In a recurrent neural network system, the neural network layer may be divided into a recurrent layer and a non-recurrent layer. For example, in the neural network system shown in fig. 4, the neural network system may obtain one output result of the neural network system by performing the calculation of the m cyclic layers and performing the calculation of the one acyclic layer, as shown in fig. 4. Wherein m is an integer greater than or equal to 2.
For example, in speech recognition, after acquiring a speech to be recognized, the neural network system performs m computations of "the first layer 302 to the fifth layer 310" to obtain an output result of the loop layer. In the first m-1 circulation processes, the calculation result of the fifth layer 310 and a speech frame are jointly used as input data of the first layer 302 in the next circulation process; after the mth loop process is calculated, the calculation result of the fifth layer 310 is used as the output result of the loop layer. The output result of the loop layer is output to the sixth layer 312, and after the sixth layer 312 performs calculation based on the output result of the loop layer, the output result of the neural network circuit, that is, the speech recognition result, is obtained.
3) Sub-layer of neural network layer
A neural network layer may include one or more neural network sub-layers. As an example, one neural network sublayer may be one operator or a plurality of operators (e.g., a plurality of operators with dependencies) in the neural network layer. Taking an example that a certain neural network layer is the gru layer, a calculation of the gru layer needs to be implemented based on a plurality of formulas, wherein each formula can be regarded as an operator, and each operator is a sub-layer of the neural network.
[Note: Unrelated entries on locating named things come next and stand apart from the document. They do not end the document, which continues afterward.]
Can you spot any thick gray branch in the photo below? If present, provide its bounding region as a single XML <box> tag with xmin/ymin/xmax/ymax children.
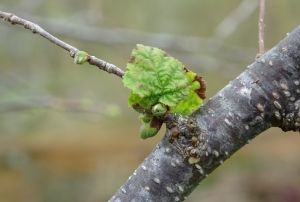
<box><xmin>110</xmin><ymin>27</ymin><xmax>300</xmax><ymax>202</ymax></box>
<box><xmin>0</xmin><ymin>11</ymin><xmax>124</xmax><ymax>77</ymax></box>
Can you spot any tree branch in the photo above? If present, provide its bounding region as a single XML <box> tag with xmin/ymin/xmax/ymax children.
<box><xmin>110</xmin><ymin>27</ymin><xmax>300</xmax><ymax>202</ymax></box>
<box><xmin>258</xmin><ymin>0</ymin><xmax>266</xmax><ymax>55</ymax></box>
<box><xmin>0</xmin><ymin>11</ymin><xmax>124</xmax><ymax>78</ymax></box>
<box><xmin>0</xmin><ymin>9</ymin><xmax>300</xmax><ymax>201</ymax></box>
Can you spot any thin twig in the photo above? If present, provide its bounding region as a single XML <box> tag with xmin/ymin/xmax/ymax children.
<box><xmin>0</xmin><ymin>11</ymin><xmax>124</xmax><ymax>78</ymax></box>
<box><xmin>258</xmin><ymin>0</ymin><xmax>265</xmax><ymax>55</ymax></box>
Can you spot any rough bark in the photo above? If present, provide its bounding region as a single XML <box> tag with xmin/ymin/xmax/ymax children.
<box><xmin>110</xmin><ymin>27</ymin><xmax>300</xmax><ymax>202</ymax></box>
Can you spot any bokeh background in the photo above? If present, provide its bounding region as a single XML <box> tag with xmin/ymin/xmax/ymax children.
<box><xmin>0</xmin><ymin>0</ymin><xmax>300</xmax><ymax>202</ymax></box>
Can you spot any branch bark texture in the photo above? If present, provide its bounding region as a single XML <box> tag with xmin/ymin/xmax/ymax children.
<box><xmin>0</xmin><ymin>11</ymin><xmax>300</xmax><ymax>202</ymax></box>
<box><xmin>110</xmin><ymin>27</ymin><xmax>300</xmax><ymax>202</ymax></box>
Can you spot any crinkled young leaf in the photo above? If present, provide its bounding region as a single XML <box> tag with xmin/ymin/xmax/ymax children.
<box><xmin>123</xmin><ymin>45</ymin><xmax>202</xmax><ymax>115</ymax></box>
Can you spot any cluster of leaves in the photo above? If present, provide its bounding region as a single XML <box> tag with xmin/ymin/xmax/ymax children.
<box><xmin>123</xmin><ymin>44</ymin><xmax>203</xmax><ymax>138</ymax></box>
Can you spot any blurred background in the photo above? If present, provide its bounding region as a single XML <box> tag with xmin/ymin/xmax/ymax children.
<box><xmin>0</xmin><ymin>0</ymin><xmax>300</xmax><ymax>202</ymax></box>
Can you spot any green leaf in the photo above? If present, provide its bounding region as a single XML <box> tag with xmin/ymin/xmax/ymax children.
<box><xmin>74</xmin><ymin>51</ymin><xmax>89</xmax><ymax>65</ymax></box>
<box><xmin>140</xmin><ymin>120</ymin><xmax>159</xmax><ymax>139</ymax></box>
<box><xmin>123</xmin><ymin>44</ymin><xmax>203</xmax><ymax>138</ymax></box>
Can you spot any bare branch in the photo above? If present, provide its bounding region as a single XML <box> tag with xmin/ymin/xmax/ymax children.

It can be understood that, if a neural network layer includes a neural network sublayer, the neural network layer and the neural network sublayer have the same concept, and they can be used interchangeably, and are not described herein in detail.
4) Dependency relationship
Two neural network layers having a dependency relationship means that input data of one neural network layer includes output data of the other neural network layer. For example, as shown in fig. 4, the output data of the first layer 302 is the input data of the second layer 304, and thus, the first layer 302 and the second layer 304 have a dependency relationship. The output data of the second layer 304 is the input data of the third layer 306, and the input data of the fifth layer 310 includes the output data of the second layer 304, so that the second layer 304 and the third layer 306 have a dependency relationship, and the second layer 304 and the fifth layer 310 also have a dependency relationship. Two neural network sub-layers having a dependency relationship means that input data of one neural network sub-layer includes output data of the other neural network sub-layer.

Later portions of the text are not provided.